Bryn suggested to upgrade the concept to a modified Bryn & Dane’s market style casual eatery, using locally sourced foods prepared in culturally familiar recipes. And suddenly the concept began to unfold for Bryn and his new African partners.

"The idea is to give the people not only access to affordable healthy food ... but also to bring a viable business into the community," said Bryn. "We're literally incubating the concept of starting a real business to a population who have grown up in a subsistence economy, where the thought of starting an organized money-making venture is like traveling to the moon."

Davis’ own journey has also been almost as unlikely as a trip to the moon. He grew up in Horsham, nowhere near the lap of luxury. He went to public schools and earned a marketing degree in 2008 from Elizabethtown College, which no one has ever mistaken for Harvard or Princeton. When he entered college, he weighed a fit 170 pounds, but after a steady diet of pizza, hoagies, French fries, ice cream, etc., he had ballooned to 240 pounds by his junior year.

Bryn realized that if he did not start eating a much healthier diet, he would probably be spending more time and energy dealing with diseases related to obesity than building a successful business. So Davis did a Google search for “healthy fast food” that a non-privileged college student could actually afford. He insists that he came up empty, but this depressing finding was actually an “ah-ha” moment. He realized that maybe he could be the one to create an empire of fast food that was actually healthy as well. Of course that takes start-up money, which Bryn did not have. And since the economy in 2008 had virtually collapsed, banks were not lining up to help Bryn pursue his dream.

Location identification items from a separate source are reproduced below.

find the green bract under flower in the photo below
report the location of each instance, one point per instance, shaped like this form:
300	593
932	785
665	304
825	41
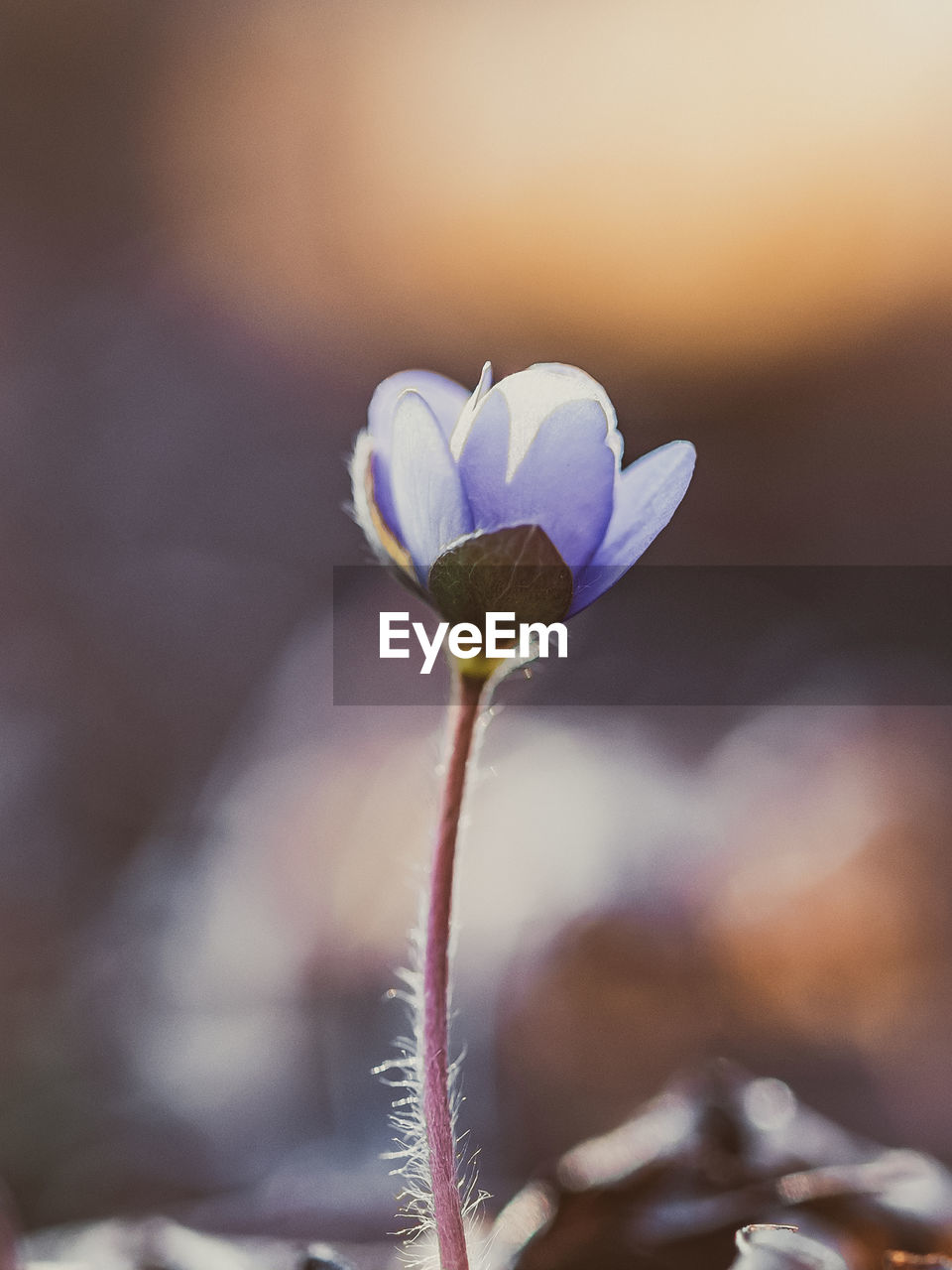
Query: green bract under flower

So Bryn got a job working on his grandfather's farm for $12,000 a year, supplemented by the income from three part-time jobs — at Starbucks, a pizza shop and as a driver. After one year of non-stop labor, he was able to take over the lease of a defunct business in a strip center in Horsham, allowing him to lease space for three years, with the first seven months free of charge. Thus, in March of 2010 he opened Bryn & Dane's in Horsham, offering different types of popcorn, smoothies and coffee, all marked on a blackboard because he could not afford to buy menus. (Dane is Bryn's brother, now 17, who has nothing to do with the business but has always been a source of moral support.)

That summer, with help from Michael Croce, the son of former Philadelphia 76ers president Pat Croce, Bryn was also able to run a pop-up location on the boardwalk in Ocean City, NJ. “That summer we kind of exploded in Horsham with lines out the door,” said Davis, who eventually built up enough equity and credibility to attract outside investors, enabling him to move to a much bigger location in Horsham and also eventually open others in Plymouth Meeting, Ambler and Bryn Mawr Village, a kind of mini-mall. (With a name like Bryn, how could he not open in Bryn Mawr?)

Bryn & Dane's, which is BYOB, offers lots of salads, wraps, soups, sides, etc., and every dish is less than $10. You order your food from touch-screen monitors on the wall, and the portions are quite ample. There were lots of college students when we visited the one in Bryn Mawr recently. They can seat about 30 indoors at blonde wood tables and up to 16 at four outdoor tables. Everything we tasted was excellent, although it was definitely not delivered fast, possibly because they were so new.

"As Bryn & Dane's grows across North America,” said Bryn, “I envision places like this first experiment in Entebbe spreading throughout central Africa. Our Big Brother stores in America will be helping out our Little Brother locations in Africa and potentially elsewhere in the emerging world. We'll be feeding people good quality local ingredients ... not exporting junk food to Africa. And we'll be helping our 'partners' and their communities economically. These Bryn & Dane's will be their businesses, generating income, jobs and a strong sense of potential for building a future."